This is just one spiderlite TD3 off a boom arm...that will run you about $600 off of adorama or B&H new






These results are using a Nikkor 17-55 2.8, and a Tamron 90mm 2.8 macro for close ups





Hope you might of foun any of that usefull.  Macros make great portrait lenses as well.  I think of mine almost like a 90mm 2.8 prime.


----------



## Village Idiot (Sep 21, 2009)

But that's a hotlite? Hotlites are usually not a very good option for shooting people.


----------



## NateWagner (Sep 21, 2009)

well, they aren't hotlights... 

scott kelby talks about them here 




Although, I would still recommend using some sort of a lighting tent, or just being careful with your reflections because you can see the softbox reflected in the jewels in the images which is the part of the purpose of the lighting tent.


----------



## Village Idiot (Sep 21, 2009)

Hot lights in the sense that the light is permanently on and doesn't provide the power an illumination of a strobe.

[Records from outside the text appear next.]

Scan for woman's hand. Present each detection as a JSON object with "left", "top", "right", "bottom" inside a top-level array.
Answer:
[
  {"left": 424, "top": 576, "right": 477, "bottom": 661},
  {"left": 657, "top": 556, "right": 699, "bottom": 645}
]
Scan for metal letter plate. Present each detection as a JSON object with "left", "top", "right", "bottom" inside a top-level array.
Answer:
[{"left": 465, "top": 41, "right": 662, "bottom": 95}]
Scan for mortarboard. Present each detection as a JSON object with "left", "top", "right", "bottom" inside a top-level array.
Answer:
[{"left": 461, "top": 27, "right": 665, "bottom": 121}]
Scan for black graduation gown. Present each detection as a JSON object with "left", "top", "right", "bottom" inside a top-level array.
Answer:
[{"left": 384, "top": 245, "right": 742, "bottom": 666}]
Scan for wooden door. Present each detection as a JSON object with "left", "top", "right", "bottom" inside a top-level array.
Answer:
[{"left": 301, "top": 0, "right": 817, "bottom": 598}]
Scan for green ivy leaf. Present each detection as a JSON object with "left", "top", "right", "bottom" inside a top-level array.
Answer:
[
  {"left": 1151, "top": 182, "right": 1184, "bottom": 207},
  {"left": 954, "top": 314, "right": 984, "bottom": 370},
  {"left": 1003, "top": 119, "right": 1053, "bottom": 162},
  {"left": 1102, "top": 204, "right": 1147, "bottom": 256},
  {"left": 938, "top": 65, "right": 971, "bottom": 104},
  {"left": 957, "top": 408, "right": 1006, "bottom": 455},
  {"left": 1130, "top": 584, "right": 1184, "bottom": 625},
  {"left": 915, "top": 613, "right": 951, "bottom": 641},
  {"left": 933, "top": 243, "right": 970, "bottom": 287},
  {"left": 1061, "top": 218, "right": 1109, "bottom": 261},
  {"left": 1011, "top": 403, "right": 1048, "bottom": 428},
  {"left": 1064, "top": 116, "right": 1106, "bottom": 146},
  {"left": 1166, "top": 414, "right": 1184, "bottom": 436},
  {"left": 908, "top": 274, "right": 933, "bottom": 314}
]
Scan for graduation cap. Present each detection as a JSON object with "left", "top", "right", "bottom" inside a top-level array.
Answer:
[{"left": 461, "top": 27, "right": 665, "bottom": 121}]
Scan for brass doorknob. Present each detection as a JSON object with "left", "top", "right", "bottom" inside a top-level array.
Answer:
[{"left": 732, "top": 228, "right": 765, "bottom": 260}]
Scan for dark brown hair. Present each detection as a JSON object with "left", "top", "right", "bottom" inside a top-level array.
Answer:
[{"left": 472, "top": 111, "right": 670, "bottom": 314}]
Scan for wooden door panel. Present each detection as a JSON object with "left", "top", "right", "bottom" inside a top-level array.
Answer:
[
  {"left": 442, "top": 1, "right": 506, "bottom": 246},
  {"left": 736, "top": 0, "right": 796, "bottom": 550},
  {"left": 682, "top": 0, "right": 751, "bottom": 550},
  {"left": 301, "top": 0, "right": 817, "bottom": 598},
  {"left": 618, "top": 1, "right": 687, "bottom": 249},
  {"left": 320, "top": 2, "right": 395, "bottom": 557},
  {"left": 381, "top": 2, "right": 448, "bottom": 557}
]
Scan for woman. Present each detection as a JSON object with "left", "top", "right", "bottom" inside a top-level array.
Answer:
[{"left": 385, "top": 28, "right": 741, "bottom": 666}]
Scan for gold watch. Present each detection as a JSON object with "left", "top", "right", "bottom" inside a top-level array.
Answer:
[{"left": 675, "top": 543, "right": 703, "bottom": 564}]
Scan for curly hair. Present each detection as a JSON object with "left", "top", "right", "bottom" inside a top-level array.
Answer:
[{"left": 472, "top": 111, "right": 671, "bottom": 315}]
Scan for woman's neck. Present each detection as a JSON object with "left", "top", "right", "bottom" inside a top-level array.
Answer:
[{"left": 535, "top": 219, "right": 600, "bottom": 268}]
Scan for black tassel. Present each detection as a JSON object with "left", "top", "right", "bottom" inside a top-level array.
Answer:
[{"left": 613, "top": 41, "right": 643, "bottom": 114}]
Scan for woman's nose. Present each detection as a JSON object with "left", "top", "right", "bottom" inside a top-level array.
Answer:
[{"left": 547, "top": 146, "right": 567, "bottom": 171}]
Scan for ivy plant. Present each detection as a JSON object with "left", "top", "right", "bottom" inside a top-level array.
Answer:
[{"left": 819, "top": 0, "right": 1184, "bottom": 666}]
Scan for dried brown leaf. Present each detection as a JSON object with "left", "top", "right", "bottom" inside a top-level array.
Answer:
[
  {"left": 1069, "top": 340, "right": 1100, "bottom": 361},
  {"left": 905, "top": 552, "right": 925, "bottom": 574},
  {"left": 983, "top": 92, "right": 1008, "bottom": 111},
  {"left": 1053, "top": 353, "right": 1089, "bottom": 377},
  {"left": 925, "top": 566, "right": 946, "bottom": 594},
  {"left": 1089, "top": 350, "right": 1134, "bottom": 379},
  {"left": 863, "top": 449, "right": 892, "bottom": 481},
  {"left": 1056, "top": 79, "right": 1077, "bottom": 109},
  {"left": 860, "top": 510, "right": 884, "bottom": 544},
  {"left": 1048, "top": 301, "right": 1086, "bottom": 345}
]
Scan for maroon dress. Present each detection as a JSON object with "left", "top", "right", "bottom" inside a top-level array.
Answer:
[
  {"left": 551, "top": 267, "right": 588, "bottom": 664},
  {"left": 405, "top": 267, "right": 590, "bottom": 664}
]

Regardless of whether or not it's actually hot, that's what 95% of the photography world refers to them as.


----------



## Dominantly (Nov 15, 2009)

BuZzZeRkEr said:


> Congradulations on landing the job!  Great budget to work with...I'm sure you'll have no problem acheiving those results with a 5k budget.  The people who posted before are correct....you can achieve the results in the picture you posted for much less, even less than half of the allowed budget...but at least it's an excuse to get some great gear .
> 
> I'm a professional photographer and shoot alot of product right out of my home.  To shoot product I have found my westcott spiderlite TD5/3 continous cold light lighting system really makes product photography a joy!  using the soft boxes takes away the need for ackward light tents and all you need is a paper backdrop and BINGO!  here is an example a basic set up
> 
> ...


Thanks for posting up the setup. 
My father in law is head lighting director in Hollywood and he is giving me a almost new TD-5, and said I could pick and choose some bulbs for it at the studio.
Did you use the compact fluorescents for that shot? Have you tried the strobes with it? Do you know if it is possible to use it with a shoot through umbrella? 

Thanks for any help.


----------